IMF Warns Eurogroup Loan Measures Not Enough for Greek Debt

It's been a year and a half since the Greek debt crisis was making headline international news. However, the EU and other international organizations' difficulty with administering aid has not gone away. Economic forecasters have estimated that the debt will rise as high as 275 percent of the Greek GDP by 2060. On February 6th the IMF will meet and discuss the issue facing the Greek economy and how laws that the Greek government can implement might make creditors more comfortable with taking on this burden. The IMF and creditors to Greece suggest that the country should implement austerity measures. However, this has not been received well by Greek officials.What policies could Greece put forth to make the country more welcoming to creditors?

It seems as though austerity measures in Greece might help make Greek debt more sustainable in the short term, but if Greece want's to improve their stagnating economy shouldn't the government spend more? Also, if increasing taxes could be a part of these austerity measures would this make a difference if the Greek people are already struggling to pay the taxes they already have?

4 comments:

Unknown said...

It will be interesting to see how the IMF attempts to curb the Greek debt crisis and Greece's response. It will also be interesting to see what Greece is willing to do to get their economy back up to par with the rest of the EU. Austerity measures seem like they might help as restructuring and decreased spending might save money however, the full picture is never known and it will be interesting to see how it plays out.

Unknown said...

Greece is trapped in a cyclical mess. The government does not have the revenue to stimulate the economy and the economy is not strong enough to generate revenue and the EU, IMF and other international loans can only keep them going for so long. Two years ago during the referendum, when the new drachmas were proposed I thought that the Greek government could actually do what the Germans with their new Deutsche marks after WWII during the spiraling inflation, but given how they misled everyone to believing they were in less debt than they actually were, it would be hard to trust the government to pull off that kind of a reform.

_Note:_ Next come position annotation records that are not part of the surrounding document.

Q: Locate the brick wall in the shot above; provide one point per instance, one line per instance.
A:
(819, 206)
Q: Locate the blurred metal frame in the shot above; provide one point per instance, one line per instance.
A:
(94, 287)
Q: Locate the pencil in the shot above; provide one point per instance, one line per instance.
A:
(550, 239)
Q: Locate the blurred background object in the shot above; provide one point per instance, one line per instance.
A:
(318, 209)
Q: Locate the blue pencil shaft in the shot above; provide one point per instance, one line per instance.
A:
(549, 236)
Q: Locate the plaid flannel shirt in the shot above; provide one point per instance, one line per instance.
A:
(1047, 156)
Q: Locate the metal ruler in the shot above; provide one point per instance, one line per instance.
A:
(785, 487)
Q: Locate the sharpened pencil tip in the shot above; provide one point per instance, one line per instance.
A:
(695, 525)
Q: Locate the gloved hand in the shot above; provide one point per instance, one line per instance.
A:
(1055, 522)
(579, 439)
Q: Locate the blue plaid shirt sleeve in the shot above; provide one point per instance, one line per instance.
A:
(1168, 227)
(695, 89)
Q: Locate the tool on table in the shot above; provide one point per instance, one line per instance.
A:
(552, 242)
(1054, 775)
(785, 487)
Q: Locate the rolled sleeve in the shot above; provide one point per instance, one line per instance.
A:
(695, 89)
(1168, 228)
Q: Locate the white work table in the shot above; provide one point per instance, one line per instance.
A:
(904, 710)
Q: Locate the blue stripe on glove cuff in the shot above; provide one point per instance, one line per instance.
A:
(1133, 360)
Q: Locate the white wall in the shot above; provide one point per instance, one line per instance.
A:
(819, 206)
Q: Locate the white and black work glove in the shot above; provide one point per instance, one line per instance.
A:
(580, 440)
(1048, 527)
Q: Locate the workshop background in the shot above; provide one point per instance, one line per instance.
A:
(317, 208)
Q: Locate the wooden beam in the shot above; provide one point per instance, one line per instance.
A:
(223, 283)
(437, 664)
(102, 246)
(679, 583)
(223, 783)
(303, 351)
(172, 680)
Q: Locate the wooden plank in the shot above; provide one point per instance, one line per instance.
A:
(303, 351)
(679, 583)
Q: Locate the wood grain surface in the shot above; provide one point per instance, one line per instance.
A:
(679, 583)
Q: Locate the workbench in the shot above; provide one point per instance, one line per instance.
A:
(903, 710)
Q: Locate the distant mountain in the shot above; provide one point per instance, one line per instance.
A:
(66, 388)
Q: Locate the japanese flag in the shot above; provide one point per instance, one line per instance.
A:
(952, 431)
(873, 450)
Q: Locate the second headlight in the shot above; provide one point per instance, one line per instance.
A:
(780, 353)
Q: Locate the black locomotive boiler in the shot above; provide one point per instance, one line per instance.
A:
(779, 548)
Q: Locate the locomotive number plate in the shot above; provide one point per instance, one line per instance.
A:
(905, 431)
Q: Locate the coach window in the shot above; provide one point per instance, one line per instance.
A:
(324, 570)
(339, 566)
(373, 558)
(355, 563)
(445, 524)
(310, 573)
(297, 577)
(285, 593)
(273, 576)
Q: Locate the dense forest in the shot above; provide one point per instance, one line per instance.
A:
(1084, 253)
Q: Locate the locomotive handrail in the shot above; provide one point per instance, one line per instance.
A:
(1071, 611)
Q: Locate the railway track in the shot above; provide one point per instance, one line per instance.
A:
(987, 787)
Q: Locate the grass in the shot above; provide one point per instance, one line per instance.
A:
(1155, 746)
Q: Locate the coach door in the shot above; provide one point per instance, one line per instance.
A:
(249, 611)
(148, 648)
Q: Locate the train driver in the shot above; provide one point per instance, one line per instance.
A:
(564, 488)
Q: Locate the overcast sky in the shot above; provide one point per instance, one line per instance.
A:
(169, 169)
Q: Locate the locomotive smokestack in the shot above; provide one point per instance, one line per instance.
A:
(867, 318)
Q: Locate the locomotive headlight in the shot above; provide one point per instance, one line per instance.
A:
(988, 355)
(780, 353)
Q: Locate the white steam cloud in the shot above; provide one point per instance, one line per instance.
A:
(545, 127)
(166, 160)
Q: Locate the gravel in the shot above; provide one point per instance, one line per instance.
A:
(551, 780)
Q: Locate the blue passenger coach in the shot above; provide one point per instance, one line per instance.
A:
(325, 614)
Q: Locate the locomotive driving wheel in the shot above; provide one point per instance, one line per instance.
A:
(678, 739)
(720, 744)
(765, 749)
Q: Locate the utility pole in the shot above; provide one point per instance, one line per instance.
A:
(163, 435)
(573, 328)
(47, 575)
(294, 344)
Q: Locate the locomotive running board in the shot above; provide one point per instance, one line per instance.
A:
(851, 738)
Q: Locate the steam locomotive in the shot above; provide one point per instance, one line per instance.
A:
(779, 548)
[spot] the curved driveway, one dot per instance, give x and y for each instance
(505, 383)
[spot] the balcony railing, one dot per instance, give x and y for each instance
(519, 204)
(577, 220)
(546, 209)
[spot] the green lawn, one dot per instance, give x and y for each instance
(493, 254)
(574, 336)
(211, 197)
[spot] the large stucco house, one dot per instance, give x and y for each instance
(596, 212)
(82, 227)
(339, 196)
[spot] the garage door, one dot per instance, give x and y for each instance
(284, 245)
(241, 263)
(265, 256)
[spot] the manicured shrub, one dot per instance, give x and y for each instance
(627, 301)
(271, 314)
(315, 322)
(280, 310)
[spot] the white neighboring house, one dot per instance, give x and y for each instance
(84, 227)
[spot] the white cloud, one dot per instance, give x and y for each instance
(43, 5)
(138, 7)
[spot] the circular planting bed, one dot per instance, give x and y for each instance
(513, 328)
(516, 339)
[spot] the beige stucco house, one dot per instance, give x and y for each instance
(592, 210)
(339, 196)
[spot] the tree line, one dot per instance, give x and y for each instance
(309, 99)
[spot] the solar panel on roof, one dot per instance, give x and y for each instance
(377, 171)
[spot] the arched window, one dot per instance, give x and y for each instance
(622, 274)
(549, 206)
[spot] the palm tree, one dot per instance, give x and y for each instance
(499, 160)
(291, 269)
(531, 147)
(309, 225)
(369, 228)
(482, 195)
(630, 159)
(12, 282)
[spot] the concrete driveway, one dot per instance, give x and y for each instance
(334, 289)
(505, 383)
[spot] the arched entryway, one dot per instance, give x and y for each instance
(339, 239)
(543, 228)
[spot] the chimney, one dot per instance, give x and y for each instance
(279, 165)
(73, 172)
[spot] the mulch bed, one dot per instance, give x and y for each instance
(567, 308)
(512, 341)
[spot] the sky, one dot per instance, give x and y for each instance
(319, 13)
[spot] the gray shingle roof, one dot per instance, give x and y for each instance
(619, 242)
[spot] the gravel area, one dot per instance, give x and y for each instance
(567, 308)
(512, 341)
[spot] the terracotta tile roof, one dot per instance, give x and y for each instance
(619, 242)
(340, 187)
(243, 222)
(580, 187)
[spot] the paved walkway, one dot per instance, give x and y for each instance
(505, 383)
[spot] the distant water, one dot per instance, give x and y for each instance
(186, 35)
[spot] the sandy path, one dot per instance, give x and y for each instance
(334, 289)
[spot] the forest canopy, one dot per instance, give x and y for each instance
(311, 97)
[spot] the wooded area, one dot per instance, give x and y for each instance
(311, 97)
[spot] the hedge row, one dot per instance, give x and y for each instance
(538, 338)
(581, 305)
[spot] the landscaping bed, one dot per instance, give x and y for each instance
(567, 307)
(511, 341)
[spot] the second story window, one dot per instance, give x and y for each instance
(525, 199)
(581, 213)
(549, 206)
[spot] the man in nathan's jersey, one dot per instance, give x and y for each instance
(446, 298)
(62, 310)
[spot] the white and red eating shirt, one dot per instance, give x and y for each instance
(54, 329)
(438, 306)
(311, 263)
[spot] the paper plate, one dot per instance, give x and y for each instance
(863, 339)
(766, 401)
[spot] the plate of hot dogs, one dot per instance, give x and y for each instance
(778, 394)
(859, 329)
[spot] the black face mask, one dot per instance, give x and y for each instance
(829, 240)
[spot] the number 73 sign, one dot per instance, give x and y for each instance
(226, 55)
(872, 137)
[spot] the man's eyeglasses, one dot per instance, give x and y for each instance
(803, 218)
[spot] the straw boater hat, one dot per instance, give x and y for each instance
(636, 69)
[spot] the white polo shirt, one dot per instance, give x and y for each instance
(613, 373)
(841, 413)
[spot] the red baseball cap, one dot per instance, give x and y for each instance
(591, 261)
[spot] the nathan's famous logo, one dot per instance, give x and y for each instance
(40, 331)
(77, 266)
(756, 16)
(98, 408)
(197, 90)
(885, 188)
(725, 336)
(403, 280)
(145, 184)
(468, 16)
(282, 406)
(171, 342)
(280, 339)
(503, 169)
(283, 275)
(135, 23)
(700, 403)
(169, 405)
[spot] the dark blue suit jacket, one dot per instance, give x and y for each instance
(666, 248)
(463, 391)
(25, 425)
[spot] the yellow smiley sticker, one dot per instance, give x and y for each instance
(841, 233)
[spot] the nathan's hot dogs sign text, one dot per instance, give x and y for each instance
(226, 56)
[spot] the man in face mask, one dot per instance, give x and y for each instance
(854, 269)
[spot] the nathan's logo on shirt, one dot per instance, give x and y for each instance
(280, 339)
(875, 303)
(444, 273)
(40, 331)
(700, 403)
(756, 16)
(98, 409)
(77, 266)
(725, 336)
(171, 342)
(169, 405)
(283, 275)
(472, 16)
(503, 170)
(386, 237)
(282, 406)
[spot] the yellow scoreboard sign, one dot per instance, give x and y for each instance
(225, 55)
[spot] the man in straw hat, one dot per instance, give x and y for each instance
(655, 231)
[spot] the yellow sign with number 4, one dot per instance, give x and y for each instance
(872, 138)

Germany and France can carry forward the EU economy for so long, let's hope that PIGS economic failures do not lead to a crumbling of the entire system.

Unknown said...

Shamayeta, I certainly agree with your opinion on larger economies in the EU growing tired of holding up countries such as Greece. I too have trouble seeing a strong future for the European trading bloc. However, if countries such as France and Germany are unwilling to put forth effort to aid Greece then we might see a crisis that can effect the Euro zone as a whole.

Unknown said...

Definitely. I think it can be said without a doubt that the European experiment will struggle to stay put if these economies are not revived soon enough especially considering the drastic dynamics of the geopolitical situation in the region. And the refugee crisis is certainly not helping Greece either, and if right wing nationalists in Europe and North America refuse to accept refugees, Greece could be stranded with hundreds of thousands of people that they simply cannot afford to take on right now.